The ozone layer refers to the thin sandwich of triple-atom oxygen molecules in the stratosphere, between 10 and 50 kilometers (six and 30 miles) in altitude, which filter harmful UVB light from the Sun.

Awareness of the layer’s importance emerged in the 1970s, when scientists discovered it was being depleted by chlorofluorocarbon (CFC) chemicals used in aerosols and refrigeration.

An international treaty, the Montreal Protocol, set down measures to phase out these chemicals, and the ozone “hole” over Antarctica caused by CFCs is expected to recover by the latter half of the century.

The new study, published in the journal Nature Geoscience, points to an unforeseen peril — not from depletion but from the way the ozone layer is distributed by high-altitude winds.

Hegglin and co-author Theodore Shepherd put together a computer model simulating the consequences of warmer surface temperatures on an atmospheric pump called the Brewer-Dobson circulation, which drives ozone around the world.

Under it, air is moved upwards from the tropics — where most ozone is produced — and then shifts polewards before descending to the lower part of the stratosphere.

There it lingers for a long time before eventually entering the troposphere, the lower part of the atmosphere that includes ground level.

The computer model suggests that between 1965 and 2095, changes in convention mean the flow of ozone from the stratosphere to the troposphere will rise by 23 percent.

The figure is derived from a modest increase in carbon emissions in a scenario also used by the UN’s Intergovernmental Panel on Climate Change (IPCC) computer models. It also incorporates the trend towards ozone recovery after CFCs are withdrawn.

The shifting layer leads to big changes in UV exposure for those living at Earth’s extremities.

Above 60 degrees latitude north, a line roughly giving the location of Stockholm, Helsinki, Saint Petersburg and Anchorage, Alaska, clear-sky levels of UV will fall by 9.1 percent by 2095 compared with 1965 levels.

In the northern mid-latitudes, there will be a fall of 3.6 percent.
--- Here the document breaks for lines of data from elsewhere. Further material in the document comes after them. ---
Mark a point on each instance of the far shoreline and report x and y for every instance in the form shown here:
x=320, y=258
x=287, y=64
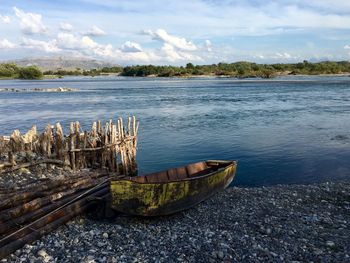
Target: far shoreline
x=55, y=77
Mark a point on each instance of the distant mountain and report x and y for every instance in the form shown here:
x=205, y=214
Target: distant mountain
x=68, y=63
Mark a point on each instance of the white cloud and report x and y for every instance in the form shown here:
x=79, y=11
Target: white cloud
x=5, y=19
x=71, y=41
x=95, y=31
x=178, y=42
x=64, y=26
x=171, y=54
x=129, y=46
x=30, y=23
x=5, y=44
x=208, y=45
x=46, y=46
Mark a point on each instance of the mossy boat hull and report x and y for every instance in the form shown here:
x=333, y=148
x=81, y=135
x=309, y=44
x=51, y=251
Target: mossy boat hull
x=171, y=191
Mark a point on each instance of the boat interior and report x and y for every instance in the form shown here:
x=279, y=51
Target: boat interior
x=181, y=173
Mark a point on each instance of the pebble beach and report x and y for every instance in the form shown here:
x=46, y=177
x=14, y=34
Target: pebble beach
x=282, y=223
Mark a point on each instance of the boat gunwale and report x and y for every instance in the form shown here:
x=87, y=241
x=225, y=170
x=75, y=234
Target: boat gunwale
x=230, y=163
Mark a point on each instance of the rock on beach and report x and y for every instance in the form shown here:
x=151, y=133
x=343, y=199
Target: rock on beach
x=283, y=223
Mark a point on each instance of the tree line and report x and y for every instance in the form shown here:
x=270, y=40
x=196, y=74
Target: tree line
x=237, y=69
x=12, y=71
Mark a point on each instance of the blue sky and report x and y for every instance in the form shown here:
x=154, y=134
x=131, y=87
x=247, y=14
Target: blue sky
x=177, y=32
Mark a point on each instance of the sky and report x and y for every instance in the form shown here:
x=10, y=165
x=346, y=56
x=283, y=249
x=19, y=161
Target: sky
x=177, y=32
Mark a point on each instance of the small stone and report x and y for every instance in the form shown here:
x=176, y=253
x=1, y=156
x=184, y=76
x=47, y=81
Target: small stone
x=43, y=254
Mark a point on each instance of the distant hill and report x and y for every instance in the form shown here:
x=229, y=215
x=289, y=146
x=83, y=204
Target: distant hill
x=67, y=63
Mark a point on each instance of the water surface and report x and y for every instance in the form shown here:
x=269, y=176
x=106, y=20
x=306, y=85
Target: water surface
x=287, y=130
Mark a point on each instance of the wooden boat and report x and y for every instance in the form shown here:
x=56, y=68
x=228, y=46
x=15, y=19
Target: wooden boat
x=170, y=191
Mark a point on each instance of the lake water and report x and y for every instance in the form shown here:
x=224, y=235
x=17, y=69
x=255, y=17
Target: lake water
x=286, y=130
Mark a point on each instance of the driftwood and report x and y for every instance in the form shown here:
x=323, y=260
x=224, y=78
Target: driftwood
x=26, y=165
x=30, y=210
x=111, y=146
x=50, y=221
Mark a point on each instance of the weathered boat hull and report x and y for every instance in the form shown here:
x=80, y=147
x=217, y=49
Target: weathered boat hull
x=164, y=198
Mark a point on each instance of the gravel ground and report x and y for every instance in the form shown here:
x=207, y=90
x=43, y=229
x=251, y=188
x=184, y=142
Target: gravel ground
x=290, y=223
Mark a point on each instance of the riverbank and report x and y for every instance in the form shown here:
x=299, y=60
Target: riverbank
x=281, y=223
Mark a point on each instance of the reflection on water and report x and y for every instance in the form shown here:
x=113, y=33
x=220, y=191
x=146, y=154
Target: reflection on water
x=290, y=130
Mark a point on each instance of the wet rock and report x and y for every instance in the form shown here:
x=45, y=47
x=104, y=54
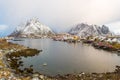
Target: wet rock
x=35, y=78
x=3, y=79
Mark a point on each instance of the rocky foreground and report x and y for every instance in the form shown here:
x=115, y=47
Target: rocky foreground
x=10, y=60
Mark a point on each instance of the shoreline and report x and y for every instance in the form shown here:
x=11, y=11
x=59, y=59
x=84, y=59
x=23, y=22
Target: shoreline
x=6, y=73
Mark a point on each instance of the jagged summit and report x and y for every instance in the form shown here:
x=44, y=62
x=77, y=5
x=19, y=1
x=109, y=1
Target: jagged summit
x=84, y=30
x=32, y=28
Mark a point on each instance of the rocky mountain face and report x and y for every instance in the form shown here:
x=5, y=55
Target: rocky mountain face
x=32, y=28
x=85, y=30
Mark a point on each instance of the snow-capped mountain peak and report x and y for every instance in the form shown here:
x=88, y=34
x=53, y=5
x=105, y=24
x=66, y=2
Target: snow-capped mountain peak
x=32, y=27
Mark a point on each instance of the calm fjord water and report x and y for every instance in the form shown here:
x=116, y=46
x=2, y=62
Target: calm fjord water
x=63, y=58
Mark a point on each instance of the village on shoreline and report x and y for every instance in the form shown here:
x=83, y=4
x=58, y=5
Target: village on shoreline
x=10, y=54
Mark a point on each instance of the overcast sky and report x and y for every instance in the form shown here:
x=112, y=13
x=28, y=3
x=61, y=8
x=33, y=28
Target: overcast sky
x=60, y=14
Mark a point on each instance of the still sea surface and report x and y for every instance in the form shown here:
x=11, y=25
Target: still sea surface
x=63, y=58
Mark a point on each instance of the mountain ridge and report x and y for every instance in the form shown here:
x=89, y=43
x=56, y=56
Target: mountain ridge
x=32, y=28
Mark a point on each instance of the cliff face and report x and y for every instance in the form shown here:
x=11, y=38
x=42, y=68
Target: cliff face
x=32, y=28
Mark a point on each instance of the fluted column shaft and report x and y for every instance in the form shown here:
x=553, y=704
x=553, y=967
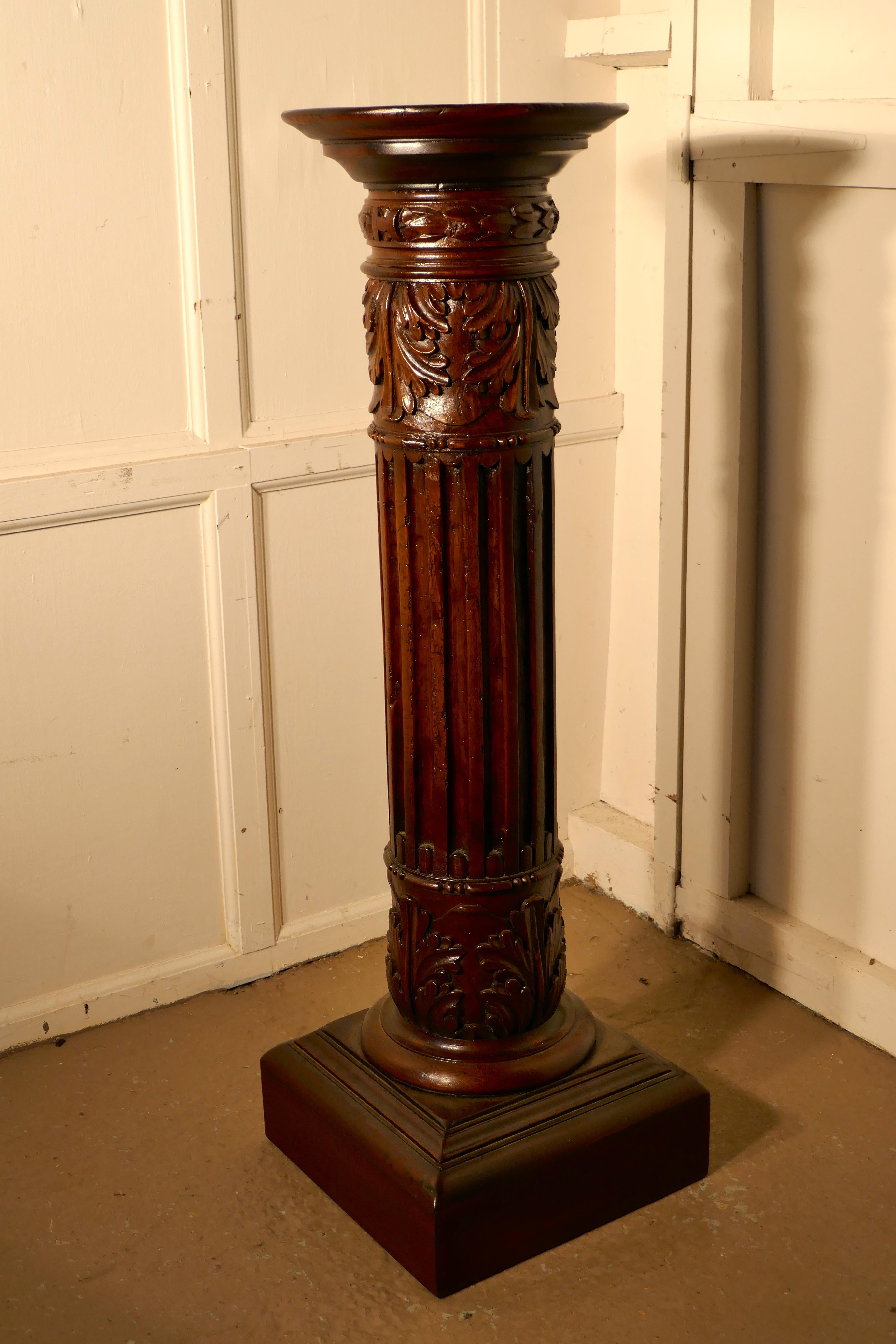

In the tropics, UV exposure will rise by 3.8 percent. The southern mid-latitudes will be unchanged.

Below 60 degrees latitude south — essentially Antarctica — there will be a UV increase of an average 3.2 percent, although this figure masks huge swings.

In the southern hemisphere’s late spring and early summer, UV levels in Antarctica could rise by up to 20 percent, equivalent to nearly half of the ozone hole caused by CFCs.

Another concern is that a rise in ozone levels in the troposphere could have an effect on air quality and stoke the warming cycle.

Ozone in the troposphere becomes both a greenhouse gas and a potential health problem. At ground level, ozone formed by the reaction between sunlight and road pollution is a notorious irritant for people with respiratory problems.